Kelly talked about 2017 being a big cycle on the recruiting trail for restocking the offensive line. You can see why when you look at the depth, particularly at tackle. Let’s look at the work that’s been done the previous two classes as Notre Dame continues to be one of the premier programs recruiting in the trenches.

 

DEPARTURES
Ronnie Stanley
, Sr. (39 starts)
Nick Martin, Grad Student (37 starts)

2015-16 ADDITIONS
Tristen Hoge
, C
Trevor Ruhland
, G
Jerry Tillery
, T
Parker Boudreaux
, G
Tommy Kraemer
, T
Liam Eichenberg
, T

PRE-SPRING DEPTH CHART
Hunter Bivin, T
Quenton Nelson, LG
Sam Mustipher, C
Steve Elmer, RG
Mike McGlinchey, RT

Alex Bars*, T
Colin McGovern*, G/T
Mark Harrell*, C/G
Tristen Hoge*, C
John Montelus*, G
Jimmy Byrne*, G
Trevor Ruhland*, G

*Has an additional year of eligibility remaining. 

ANALYSIS:
It’ll be a fascinating spring up front for the offensive line. We’ll get our first look at potential replacements and see if the Irish staff values a veteran presence (as it has done in the past) or puts former blue-chip recruits in position to become multi-year starters.

For now, I’m putting last season’s backups in line to ascend to starting spots. That’s not to say I think that’s what’ll happen. Hunter Bivin may have been Stanley’s backup last season, but as long as Alex Bars is fully recovered from his broken ankle, I think he’s the best bet to step into that job. Sharing reps at guard—not a natural spot for Bars to begin with—was more about getting him some experience, with the aim to move him into the lineup in 2016. That allows Bivin to be a key swing reserve, capable of playing on either the right or left side.

At center, the decision is less clear cut—especially since we’ve yet to see Tristen Hoge play a snap of football. Size and strength is a genuine concern at the point of attack for Hoge, not necessarily the biggest guy hitting campus. But it sounds like he’s had a nice first season from a developmental standpoint, and if he’s a true technician at the position, he could be a rare four-year starter at center if he’s able to pull ahead of Mustipher this spring.

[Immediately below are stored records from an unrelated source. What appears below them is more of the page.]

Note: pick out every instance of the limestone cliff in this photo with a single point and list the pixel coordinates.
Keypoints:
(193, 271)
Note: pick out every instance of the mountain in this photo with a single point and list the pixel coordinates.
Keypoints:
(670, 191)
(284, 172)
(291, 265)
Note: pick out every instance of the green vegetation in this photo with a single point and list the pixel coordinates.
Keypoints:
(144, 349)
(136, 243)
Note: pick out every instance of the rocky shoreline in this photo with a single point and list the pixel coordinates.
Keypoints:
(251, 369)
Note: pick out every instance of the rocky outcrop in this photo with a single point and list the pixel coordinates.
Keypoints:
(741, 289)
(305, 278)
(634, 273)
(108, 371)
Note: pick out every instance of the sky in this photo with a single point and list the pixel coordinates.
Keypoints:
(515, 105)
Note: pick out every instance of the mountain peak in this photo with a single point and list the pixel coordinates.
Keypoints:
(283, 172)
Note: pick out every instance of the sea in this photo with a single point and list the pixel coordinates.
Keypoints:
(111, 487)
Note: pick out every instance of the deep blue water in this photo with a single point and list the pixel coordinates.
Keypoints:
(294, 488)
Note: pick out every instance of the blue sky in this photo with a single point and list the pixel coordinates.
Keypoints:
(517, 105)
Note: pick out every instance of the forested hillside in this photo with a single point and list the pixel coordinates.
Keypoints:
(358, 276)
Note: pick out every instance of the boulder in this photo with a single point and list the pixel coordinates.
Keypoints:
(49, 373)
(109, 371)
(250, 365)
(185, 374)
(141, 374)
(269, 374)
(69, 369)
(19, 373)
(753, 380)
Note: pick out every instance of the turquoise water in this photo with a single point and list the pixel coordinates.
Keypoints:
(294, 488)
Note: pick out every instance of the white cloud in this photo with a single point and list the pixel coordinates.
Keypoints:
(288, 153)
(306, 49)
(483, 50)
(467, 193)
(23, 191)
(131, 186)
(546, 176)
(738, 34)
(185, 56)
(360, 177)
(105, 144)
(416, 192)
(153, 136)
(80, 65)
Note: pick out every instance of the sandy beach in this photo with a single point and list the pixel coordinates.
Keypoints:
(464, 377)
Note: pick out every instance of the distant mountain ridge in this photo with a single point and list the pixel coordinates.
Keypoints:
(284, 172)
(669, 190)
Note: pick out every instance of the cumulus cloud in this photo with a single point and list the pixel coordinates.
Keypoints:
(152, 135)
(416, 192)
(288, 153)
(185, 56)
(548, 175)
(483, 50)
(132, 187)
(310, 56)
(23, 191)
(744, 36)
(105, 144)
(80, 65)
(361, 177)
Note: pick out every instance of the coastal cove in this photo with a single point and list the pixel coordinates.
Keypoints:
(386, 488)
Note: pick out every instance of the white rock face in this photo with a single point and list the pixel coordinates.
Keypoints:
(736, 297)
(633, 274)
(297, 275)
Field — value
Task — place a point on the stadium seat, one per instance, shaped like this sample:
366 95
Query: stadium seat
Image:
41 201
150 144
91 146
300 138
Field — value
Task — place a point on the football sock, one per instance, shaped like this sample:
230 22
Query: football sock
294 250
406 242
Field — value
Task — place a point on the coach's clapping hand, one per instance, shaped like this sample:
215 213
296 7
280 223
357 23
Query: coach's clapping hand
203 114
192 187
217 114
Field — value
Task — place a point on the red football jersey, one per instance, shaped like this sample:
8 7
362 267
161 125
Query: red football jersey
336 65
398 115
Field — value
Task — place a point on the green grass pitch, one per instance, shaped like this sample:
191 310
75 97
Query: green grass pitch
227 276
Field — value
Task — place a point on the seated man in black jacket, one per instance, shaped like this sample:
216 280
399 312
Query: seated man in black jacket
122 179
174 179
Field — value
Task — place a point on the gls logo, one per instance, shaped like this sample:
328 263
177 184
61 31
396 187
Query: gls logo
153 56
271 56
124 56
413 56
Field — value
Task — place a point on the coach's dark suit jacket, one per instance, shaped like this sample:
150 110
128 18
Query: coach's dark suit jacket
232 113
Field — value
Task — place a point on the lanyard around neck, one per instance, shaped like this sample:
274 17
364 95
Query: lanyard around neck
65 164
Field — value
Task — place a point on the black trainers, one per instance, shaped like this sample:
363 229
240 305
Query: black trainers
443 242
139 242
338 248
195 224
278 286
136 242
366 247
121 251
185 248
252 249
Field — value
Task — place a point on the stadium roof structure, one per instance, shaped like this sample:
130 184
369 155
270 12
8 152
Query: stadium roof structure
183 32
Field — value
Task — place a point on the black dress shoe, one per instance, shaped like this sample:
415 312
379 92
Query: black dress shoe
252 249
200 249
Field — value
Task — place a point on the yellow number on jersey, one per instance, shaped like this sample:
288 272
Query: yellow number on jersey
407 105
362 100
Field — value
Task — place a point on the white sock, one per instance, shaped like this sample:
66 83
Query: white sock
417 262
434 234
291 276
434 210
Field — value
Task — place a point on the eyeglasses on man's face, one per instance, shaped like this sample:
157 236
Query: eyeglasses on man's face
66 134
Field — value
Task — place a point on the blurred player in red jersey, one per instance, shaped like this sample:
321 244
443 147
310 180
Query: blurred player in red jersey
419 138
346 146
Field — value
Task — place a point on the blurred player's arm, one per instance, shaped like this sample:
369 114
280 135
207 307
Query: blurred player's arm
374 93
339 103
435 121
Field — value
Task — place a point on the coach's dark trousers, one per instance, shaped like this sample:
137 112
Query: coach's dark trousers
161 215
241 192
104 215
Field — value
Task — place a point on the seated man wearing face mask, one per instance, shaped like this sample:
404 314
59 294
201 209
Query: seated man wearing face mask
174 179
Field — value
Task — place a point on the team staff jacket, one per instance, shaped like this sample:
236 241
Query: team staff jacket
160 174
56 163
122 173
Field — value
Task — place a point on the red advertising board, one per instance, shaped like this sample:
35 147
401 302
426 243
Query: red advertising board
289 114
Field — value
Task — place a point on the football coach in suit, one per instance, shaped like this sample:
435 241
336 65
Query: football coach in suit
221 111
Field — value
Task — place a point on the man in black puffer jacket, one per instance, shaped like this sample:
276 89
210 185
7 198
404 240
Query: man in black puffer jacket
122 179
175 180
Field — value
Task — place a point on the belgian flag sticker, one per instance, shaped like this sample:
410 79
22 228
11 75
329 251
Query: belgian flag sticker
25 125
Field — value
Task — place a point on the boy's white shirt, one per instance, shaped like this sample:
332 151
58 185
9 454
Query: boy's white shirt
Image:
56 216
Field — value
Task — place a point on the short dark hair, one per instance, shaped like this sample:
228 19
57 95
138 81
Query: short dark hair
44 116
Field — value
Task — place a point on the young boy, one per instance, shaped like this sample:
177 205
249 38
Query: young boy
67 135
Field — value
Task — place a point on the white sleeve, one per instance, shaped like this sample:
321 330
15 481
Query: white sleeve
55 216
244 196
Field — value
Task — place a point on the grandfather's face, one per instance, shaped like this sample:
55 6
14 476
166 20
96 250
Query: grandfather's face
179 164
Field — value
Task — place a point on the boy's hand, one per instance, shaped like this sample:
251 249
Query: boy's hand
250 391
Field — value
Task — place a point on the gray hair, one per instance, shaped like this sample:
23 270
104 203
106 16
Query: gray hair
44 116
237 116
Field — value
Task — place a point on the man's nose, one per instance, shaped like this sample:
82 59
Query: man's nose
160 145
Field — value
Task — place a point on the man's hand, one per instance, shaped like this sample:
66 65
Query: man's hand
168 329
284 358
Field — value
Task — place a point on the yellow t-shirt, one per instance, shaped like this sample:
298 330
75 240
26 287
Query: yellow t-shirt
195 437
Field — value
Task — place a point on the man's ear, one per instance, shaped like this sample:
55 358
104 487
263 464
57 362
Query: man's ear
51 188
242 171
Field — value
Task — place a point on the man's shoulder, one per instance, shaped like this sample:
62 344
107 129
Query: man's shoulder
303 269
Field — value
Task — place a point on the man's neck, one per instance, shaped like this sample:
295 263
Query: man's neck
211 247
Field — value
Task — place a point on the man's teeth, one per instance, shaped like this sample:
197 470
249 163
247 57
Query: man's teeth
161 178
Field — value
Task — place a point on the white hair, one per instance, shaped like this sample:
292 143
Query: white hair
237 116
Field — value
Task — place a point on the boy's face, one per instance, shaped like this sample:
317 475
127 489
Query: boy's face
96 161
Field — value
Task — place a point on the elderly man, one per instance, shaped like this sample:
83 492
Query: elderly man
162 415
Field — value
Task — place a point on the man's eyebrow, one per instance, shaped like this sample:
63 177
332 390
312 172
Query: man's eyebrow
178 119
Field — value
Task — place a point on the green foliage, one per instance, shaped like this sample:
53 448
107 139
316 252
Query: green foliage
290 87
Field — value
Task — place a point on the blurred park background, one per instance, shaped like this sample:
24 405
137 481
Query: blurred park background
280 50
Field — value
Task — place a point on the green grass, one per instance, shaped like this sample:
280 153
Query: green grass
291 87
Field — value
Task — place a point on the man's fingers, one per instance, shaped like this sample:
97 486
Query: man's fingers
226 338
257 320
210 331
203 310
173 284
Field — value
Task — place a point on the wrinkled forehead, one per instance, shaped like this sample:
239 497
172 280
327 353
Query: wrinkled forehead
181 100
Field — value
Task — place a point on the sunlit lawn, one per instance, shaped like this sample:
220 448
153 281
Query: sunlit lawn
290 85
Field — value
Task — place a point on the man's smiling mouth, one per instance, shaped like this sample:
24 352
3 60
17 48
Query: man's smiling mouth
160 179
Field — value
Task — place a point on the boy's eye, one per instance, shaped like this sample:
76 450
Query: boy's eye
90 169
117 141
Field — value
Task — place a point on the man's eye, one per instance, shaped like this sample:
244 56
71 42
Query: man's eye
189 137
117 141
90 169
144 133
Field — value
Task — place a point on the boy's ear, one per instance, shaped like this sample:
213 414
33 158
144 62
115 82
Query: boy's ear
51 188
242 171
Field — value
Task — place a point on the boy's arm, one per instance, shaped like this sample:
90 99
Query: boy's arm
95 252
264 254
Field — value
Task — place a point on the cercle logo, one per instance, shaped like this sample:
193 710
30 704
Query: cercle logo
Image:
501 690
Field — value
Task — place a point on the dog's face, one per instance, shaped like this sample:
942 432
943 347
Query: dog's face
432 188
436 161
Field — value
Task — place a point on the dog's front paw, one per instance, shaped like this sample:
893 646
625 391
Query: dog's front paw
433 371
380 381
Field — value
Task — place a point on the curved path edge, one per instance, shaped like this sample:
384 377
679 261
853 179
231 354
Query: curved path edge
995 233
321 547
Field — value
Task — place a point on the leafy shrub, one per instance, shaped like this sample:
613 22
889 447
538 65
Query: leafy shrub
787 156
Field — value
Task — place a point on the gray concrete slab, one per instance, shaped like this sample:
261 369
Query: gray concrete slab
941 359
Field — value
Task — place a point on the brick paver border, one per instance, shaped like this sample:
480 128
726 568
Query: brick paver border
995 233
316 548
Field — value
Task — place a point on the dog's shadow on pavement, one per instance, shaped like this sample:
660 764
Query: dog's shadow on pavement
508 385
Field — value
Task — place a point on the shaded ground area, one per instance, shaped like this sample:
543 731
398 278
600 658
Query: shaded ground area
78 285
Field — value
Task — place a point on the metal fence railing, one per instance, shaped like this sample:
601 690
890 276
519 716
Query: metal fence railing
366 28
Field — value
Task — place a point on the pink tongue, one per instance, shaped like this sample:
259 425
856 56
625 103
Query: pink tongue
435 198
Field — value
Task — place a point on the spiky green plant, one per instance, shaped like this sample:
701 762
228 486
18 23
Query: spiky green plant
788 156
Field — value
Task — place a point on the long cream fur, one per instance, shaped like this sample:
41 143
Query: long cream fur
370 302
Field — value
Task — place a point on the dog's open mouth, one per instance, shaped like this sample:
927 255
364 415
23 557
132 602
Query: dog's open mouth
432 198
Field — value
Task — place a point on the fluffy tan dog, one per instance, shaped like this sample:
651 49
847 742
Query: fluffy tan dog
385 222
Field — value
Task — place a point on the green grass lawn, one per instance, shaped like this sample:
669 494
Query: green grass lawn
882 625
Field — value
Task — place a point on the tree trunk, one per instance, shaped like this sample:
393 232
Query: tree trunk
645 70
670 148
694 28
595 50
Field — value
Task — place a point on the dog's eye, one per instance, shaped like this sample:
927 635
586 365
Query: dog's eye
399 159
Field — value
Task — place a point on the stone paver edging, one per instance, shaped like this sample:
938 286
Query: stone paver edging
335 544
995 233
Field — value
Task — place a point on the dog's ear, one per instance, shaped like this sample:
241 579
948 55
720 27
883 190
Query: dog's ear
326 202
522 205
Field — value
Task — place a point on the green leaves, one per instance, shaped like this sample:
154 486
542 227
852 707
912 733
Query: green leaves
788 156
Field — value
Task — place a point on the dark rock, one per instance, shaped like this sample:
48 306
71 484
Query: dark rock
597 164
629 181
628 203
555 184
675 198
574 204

On paper, the other three starting jobs don’t seem to be in question. Quenton Nelson and Mike McGlinchey are ready to step to the forefront. Concerns about Steve Elmer’s buy-in will certainly be answered by spring, there’s little chance he’ll be on the field in March if he’s not going to be around in August. I’m of the mind that Elmer’s too good of a character guy to leave the program, even if his life doesn’t revolve around football 24/7. Now it’s time for him to clean up some of the flaws in his game, the only starter from last season who held back the Irish from being a truly elite group.

Depth isn’t necessarily a concern, but there isn’t a ton of it at tackle. That happens when you move a guy like Jerry Tillery to defensive line and lose a player like Stanley with a year of eligibility remaining. That could force the Irish to cross-train someone like Colin McGovern, a veteran who can swing inside or out if needed. McGovern seems to be a guy who would start in a lot of other programs, but has struggled to crack a two-deep that’s now filled with former blue-chip recruits, all of them essentially handpicked by Hiestand and Kelly.